KAWA 2015: Dynamical moduli spaces and elliptic curves

TL;DR

This paper explores the interplay between complex and arithmetic dynamics of rational functions, establishing links between stability, canonical heights, and the density of special maps in moduli spaces, with conjectures inspired by unlikely intersections.

Contribution

It introduces explicit relations between stability and canonical height in families of rational maps, and proves the Zariski density of hyperbolic postcritically-finite maps in moduli spaces.

Findings

Hyperbolic postcritically-finite maps are Zariski dense in moduli space.

Explicit relation between stability and canonical height for rational functions.
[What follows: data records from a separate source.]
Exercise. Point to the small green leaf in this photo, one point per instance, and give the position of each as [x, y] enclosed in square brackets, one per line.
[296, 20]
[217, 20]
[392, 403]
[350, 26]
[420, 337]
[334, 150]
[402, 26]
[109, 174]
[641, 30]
Formulation of conjectures based on unlikely intersections in arithmetic geometry.

Abstract

In these lecture notes, we present a connection between the complex dynamics of a family of rational functions $f_t: \mathbb{P}^1\to \mathbb{P}^1$, parameterized by $t$ in a Riemann surface $X$, and the arithmetic dynamics of $f_t$ on rational points $\mathbb{P}^1(k)$ where $k = \mathbb{C}(X)$ or $\bar{\mathbb{Q}}(X)$. An explicit relation between stability and canonical height is explained, with a proof that contains a piece of the Mordell-Weil theorem for elliptic curves over function fields. Our main goal is to pose some questions and conjectures about these families, guided by the principle of "unlikely intersections" from arithmetic geometry, as in [Zannier 2012]. We also include a proof that the hyperbolic postcritically-finite maps are Zariski dense in the moduli space of rational maps of any given degree $d>1$. These notes are based on four lectures at KAWA 2015, in Pisa, Italy, designed for an audience specializing in complex analysis, expanding upon the main results of [Baker-DeMarco 2013, DeMarco 2016, DeMarco-Wang-Ye 2016].